I don't know what the short circuit amperage is for an 18650 battery, but an RCR123 can push 16 amps in a short-circuit -- which is to say, when the chemical reaction inside the battery is capable of generating a pressure of 4.2 volts, it is also capable of pushing electrons out the tail of the battery at a rate of 16 amps, provided nothing else is getting in the way of those electrons.
The flashlight's emitter provides enough resistance to slow down the rate of flow considerably -- but if the full 4.2v pressure were applied, it would probably still allow electrons to travel the complete circuit at a rate of 3-4 amps, which would damage the emitter in short order. (This is less of an issue with tiny lights like the Lummi Wee and Raw, because their small batteries can't maintain 4.2v for long enough to overheat the emitter.) So, it's the driver's job to reduce the pressure coming from the battery to prevent the battery from burning out the emitter.
I'll be honest, I still don't really understand how DC-to-DC voltage converters work, but the basic effect is the same as a transformer -- it outputs a lower voltage than it's given as an input, which causes the maximum current flow to substantially increase to compensate. (for the time being, disregard the fact that the converter would probably burn out if you short-circuited the outputs of the converter together -- let's just pretend we have a badass converter that can handle that much current flow.) So, now you have a circuit that will maintain 3.5v of pressure for as long as the battery can provide the necessary wattage, and the maximum current flow will decrease as the battery wears down.
But there's still the emitter to deal with.
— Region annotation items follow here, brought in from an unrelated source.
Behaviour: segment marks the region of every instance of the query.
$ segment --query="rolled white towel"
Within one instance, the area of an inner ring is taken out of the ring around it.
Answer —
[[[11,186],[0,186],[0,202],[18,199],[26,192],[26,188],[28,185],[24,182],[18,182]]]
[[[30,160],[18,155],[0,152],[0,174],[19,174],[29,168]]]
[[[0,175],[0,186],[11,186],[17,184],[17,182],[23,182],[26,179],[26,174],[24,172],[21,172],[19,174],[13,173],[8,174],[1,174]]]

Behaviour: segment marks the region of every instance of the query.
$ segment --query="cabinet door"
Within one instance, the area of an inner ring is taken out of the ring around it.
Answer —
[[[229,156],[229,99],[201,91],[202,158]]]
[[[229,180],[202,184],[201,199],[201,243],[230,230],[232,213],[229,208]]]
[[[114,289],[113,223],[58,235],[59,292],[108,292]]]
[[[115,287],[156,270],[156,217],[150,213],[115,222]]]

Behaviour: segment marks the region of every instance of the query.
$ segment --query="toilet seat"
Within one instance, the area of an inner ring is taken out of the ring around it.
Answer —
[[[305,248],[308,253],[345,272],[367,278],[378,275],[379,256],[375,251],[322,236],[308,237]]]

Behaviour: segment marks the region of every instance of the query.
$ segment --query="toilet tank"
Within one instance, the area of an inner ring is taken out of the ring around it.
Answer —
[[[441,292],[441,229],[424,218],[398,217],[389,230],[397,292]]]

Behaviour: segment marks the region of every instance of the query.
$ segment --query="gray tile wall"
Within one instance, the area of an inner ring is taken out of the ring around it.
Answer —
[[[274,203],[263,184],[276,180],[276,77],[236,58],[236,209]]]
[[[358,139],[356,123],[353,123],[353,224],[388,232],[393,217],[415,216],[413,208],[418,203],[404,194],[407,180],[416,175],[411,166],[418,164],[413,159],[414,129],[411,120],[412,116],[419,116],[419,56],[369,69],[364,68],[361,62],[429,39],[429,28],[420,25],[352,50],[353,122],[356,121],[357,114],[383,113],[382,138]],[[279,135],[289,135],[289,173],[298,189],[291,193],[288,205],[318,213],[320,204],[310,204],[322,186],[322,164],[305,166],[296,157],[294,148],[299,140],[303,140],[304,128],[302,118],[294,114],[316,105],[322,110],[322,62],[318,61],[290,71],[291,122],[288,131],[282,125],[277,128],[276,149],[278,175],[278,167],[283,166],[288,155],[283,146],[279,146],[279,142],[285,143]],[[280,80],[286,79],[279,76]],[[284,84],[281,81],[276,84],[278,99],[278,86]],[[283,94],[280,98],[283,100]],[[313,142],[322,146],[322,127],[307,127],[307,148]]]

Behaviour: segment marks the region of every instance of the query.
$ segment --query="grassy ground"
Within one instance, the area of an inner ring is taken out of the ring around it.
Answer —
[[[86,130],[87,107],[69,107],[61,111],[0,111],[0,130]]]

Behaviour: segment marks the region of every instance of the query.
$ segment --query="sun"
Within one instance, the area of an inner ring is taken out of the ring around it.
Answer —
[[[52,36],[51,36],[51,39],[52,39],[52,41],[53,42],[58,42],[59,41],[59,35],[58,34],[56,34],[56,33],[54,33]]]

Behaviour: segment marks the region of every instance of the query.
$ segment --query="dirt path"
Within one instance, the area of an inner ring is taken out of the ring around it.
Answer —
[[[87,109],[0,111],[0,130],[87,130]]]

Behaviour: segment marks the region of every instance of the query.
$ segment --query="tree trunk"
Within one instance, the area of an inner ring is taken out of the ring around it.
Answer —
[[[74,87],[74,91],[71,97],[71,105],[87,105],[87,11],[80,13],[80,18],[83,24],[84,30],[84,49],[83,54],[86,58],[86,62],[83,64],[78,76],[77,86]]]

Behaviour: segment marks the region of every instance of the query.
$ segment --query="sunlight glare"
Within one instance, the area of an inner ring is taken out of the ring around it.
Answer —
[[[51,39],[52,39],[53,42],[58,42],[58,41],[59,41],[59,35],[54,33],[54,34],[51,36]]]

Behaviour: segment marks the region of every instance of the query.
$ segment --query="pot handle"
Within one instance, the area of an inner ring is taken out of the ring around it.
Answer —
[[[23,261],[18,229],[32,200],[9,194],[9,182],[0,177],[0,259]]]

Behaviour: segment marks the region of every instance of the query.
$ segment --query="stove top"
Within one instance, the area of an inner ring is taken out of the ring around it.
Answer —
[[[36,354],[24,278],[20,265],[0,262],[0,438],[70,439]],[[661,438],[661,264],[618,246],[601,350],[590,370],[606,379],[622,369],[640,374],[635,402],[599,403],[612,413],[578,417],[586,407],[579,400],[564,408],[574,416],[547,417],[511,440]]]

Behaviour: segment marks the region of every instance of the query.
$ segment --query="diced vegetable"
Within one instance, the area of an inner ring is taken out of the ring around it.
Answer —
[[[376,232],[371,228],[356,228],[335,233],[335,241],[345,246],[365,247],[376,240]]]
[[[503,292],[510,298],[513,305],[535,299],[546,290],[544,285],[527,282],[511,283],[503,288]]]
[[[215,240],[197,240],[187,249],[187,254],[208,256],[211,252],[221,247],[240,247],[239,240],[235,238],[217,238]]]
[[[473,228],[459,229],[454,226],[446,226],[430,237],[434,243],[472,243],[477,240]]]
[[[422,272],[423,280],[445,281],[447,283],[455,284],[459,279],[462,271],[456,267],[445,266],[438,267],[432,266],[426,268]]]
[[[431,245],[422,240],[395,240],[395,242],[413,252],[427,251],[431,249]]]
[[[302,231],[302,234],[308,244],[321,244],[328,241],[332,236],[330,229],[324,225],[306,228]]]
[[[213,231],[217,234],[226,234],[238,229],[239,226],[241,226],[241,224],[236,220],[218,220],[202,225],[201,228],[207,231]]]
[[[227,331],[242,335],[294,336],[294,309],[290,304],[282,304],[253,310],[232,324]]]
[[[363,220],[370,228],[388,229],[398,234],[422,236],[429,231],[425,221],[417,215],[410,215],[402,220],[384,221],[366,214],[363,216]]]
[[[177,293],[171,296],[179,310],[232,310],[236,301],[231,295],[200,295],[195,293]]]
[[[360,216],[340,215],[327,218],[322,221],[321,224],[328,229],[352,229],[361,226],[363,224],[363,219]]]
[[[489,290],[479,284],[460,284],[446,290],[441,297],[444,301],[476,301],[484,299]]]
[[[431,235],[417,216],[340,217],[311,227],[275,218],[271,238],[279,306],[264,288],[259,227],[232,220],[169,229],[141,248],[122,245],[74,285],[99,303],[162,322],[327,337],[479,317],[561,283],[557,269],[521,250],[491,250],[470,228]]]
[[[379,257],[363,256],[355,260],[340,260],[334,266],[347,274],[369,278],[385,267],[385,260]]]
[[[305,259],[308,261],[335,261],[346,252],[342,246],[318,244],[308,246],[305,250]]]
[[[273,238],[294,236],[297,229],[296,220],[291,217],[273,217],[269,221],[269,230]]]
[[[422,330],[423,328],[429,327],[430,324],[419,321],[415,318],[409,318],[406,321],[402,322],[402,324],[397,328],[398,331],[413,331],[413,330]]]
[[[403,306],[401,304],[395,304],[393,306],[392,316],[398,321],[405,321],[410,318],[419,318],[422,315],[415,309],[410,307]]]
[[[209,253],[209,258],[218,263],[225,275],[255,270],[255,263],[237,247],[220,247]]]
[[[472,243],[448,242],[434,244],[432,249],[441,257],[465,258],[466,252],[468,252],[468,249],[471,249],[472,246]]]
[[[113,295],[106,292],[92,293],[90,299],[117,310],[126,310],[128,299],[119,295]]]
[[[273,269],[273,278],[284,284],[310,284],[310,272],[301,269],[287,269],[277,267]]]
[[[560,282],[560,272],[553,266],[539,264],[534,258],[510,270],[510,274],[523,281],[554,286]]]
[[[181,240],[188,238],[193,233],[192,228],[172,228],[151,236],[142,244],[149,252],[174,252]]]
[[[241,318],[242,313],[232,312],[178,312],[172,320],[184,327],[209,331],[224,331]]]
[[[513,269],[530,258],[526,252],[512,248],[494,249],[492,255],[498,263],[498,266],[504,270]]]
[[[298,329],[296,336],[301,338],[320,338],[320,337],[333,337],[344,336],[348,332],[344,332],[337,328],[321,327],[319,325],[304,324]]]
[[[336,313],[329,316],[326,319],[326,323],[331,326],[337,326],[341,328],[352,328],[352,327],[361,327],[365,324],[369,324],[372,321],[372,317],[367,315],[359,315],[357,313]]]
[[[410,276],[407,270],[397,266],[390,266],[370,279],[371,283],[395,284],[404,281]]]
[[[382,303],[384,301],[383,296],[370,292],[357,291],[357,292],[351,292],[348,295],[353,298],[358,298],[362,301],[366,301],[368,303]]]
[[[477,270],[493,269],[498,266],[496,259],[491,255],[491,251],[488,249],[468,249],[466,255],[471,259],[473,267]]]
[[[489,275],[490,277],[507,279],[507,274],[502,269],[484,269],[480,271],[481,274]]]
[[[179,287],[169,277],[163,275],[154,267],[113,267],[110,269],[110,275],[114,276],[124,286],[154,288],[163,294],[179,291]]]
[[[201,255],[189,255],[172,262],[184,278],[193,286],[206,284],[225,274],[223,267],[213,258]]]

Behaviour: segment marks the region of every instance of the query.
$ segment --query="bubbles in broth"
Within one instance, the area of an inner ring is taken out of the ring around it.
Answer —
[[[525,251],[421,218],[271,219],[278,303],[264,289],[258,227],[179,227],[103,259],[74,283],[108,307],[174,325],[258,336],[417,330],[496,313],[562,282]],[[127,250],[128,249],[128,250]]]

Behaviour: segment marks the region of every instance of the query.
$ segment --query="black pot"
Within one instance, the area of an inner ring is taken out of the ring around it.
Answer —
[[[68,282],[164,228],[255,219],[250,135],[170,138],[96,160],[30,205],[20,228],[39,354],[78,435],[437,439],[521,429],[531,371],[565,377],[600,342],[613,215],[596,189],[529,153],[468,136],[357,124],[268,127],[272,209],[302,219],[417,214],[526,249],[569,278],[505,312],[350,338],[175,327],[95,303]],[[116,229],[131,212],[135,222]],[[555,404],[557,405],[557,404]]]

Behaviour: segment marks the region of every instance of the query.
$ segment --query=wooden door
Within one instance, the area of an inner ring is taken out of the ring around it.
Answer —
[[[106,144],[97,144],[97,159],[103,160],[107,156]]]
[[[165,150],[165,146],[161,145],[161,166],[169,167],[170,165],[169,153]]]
At the lower voltage coming from the driver, the emitter's resistance can slow down the current flow considerably more, so (according to your own numbers) the driver's output pressure of 3.5v can only push electrons through the emitter at a rate of 1.7-1.9 amps. But, occasionally you get an emitter with a substantially lower resistance than normal, and it allows electrons to move at a substantially higher rate, like the 2.1 amp reading you were wondering about.
The driver does burn up some of the wattage coming from the battery just to do its job of voltage-regulation, but that's a pretty predictable amount nowadays with the science of DC voltage regulation being pretty much cut-and-dried. The battery tube has a small amount of electrical resistance too, but a battery tube has about the same resistance as a car battery cable -- and those allow a current flow of several hundred amps with only 12v of pressure, so its effect on the circuit is insignificant. So the only other significant factor is the resistance of the emitter, and if you happen to get an emitter with substantially lower resistance, that means you can shove more current through it and get more light out of it. I think that's the answer you were looking for.